Naast mij zit een vrouw van middelbare leeftijd. Ze merkt op dat dit mijn eerste bezoek is. Ik beaam dit. Uit het niets zegt ze: “Als het weer gebeurt, breek ik zijn beide benen.” Uit haar verhaal blijkt dat ze voor haar zoon komt. Ik herken de boosheid en de zorg, het dubbele gevoel. Ik luister naar haar en knik betrokken, niet wetende wat te zeggen.

Over delicten wordt niet gesproken. Mensen zijn met elkaar in gesprek over alledaagse zaken. Ineens wordt de naam van Shmuel omgeroepen.

Ik ben een leeuwin

Een medewerker van justitie opent de deur naar een fel witte ruimte en ik mag plaatsnemen aan de buitenzijde van een langgerekte u. Op de wanden zijn microfoontjes geplaatst. Het lijken net afvoerputjes. Shmuel verschijnt snel en wil mij enthousiast kussen. Ik weer dit af. Ik voel een enorme boosheid in mij opkomen. Ik zeg: “Kom niet aan het gezin, dan kom je mij tegen. Dan ben ik een leeuwin die haar welpen beschermt.” Shmuel hoort eerst niet wat ik zeg en vraagt mij het te herhalen. Hij gaat er niet op in. Hij stelt vragen over alledaagse dingen. Ik geef antwoord met ‘ja’ of ‘nee’. De angst en de boosheid nemen de overhand bij mij. Na een half uur droogt ons gesprek op. Met name omdat ik niet veel zeg. De boosheid heeft mij volledig in de greep als een verstikkende hitte.

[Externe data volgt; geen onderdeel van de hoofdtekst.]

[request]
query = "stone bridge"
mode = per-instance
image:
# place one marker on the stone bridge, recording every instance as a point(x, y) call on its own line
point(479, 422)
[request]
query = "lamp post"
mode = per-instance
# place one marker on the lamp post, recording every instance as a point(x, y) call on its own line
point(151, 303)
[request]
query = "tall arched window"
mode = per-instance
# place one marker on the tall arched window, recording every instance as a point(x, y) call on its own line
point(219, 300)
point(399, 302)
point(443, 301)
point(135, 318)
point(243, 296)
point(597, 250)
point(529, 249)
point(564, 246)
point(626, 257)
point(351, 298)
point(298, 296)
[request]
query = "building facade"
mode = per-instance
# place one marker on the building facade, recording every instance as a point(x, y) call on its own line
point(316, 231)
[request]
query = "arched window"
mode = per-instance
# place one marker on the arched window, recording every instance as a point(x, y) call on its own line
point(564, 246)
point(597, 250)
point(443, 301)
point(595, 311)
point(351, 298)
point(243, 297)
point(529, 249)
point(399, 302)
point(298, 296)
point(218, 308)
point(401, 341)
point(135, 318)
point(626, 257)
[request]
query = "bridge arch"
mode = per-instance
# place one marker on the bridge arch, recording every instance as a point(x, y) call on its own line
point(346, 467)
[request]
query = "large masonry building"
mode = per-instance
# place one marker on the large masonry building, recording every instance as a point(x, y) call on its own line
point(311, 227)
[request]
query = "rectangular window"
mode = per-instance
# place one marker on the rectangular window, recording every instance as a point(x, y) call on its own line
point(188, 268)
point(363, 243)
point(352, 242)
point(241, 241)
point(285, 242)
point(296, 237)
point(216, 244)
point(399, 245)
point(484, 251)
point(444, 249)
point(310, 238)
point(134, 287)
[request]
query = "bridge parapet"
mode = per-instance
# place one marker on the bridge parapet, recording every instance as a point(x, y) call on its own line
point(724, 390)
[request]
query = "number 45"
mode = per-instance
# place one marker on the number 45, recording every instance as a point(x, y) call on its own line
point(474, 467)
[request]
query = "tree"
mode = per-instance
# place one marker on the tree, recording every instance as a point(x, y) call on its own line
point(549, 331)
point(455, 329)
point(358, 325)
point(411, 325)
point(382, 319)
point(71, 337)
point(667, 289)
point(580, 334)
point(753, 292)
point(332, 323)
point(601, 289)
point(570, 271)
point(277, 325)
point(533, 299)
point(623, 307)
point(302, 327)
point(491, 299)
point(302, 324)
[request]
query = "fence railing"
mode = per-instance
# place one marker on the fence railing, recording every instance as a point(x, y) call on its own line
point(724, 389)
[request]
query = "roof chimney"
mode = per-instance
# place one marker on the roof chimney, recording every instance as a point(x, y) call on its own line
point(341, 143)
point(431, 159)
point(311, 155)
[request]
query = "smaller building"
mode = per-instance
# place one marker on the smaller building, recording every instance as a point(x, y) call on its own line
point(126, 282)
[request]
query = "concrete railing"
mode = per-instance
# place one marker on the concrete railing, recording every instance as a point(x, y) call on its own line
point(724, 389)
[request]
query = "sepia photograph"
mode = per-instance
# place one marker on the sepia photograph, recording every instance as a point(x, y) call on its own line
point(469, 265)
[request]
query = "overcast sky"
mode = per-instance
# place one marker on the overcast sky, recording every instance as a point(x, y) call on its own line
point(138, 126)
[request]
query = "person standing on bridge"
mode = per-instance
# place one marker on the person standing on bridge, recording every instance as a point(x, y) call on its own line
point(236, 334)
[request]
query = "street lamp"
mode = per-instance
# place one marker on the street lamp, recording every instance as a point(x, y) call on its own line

Buiten de gevangenis wissel ik mijn hakken voor mijn sportschoenen. De eenzaamheid sluit zich strak om mij heen. Alleen voel ik mij, meer dan alleen. Ik voel mij ontheemd.

Bijna routine

Na dit eerste bezoek worden de gevangenisbezoeken bijna een routine. Ik voel me bijna geen vreemdeling meer. Het gebeurt me zelfs dat door een medewerker van justitie wordt gevraagd of ik de advocaat ben van een gedetineerde. Dit geeft mij een fijn gevoel van controle. Ik wil beslist niet angstig of onzeker overkomen. Dat is mijn eer te na. En zeker niet in een omgeving waar veel criminelen rondlopen. Blijkbaar werkt het dat ik me zakelijk opstel en me gedraag alsof de omgeving voor mij dagelijkse kost is.

Kinderen van de rekening

Als ik Shmuel bezoek weet ik wat me te doen staat, maar niet alles wordt routine. De kinderen die in de gevangenis op bezoek komen, blijven mij bij elk bezoek diep in mijn ziel raken. Vaders en opa’s worden bezocht. Ik zie hoe ze met grote ogen rondkijken en opmerkelijk stil wachten op wat er komen gaat. Zelfs de baby’s zijn opmerkelijk rustig. Wat zou ik graag wat lekkers uit mij tas aan de kinderen geven. Ik doe het niet, bang om de moeders of oma’s in verlegenheid te brengen want schuld en schaamte hangen altijd in de lucht, overdekt door grote boosheid of juist enorme gelatenheid. Ik haal diep adem en wend mijn blik af.

Gebroken liefdestank

Telkens als we elkaar in de gevangenis zien, legt Shmuel zijn handen in mijn handen. Ik heb gezegd dat ik dat zo wil. Het voelt alsof hij zijn lot in mijn handen legt. Alsof ik controle heb over de relatie. Geen omhelzing of een kus. Dat is mij te veel. Ik zal alles maar dan ook alles aan zal doen om te weten hoe Shmuel een zedendelinquent is geworden. Zin geven aan hetgeen zo onzinnig is. Ik wil weer een gevoel van veiligheid krijgen want de grond is onder mijn voeten weggeslagen. Ironisch genoeg is bij hem blijven en uitvinden wat hij gedaan heeft, en waarom, veiliger dan uit de relatie stappen. “

*Hoewel er vaker wordt gesproken over kinderporno, gebruikt Stop it Now de term ‘beeldmateriaal van seksueel kindermisbruik’. Porno heeft als doel seksuele opwinding te creëren en is niet strafbaar. Kinderporno is per definitie seksueel kindermisbruik en wel strafbaar. De term dekt dus niet de ernst van het probleem.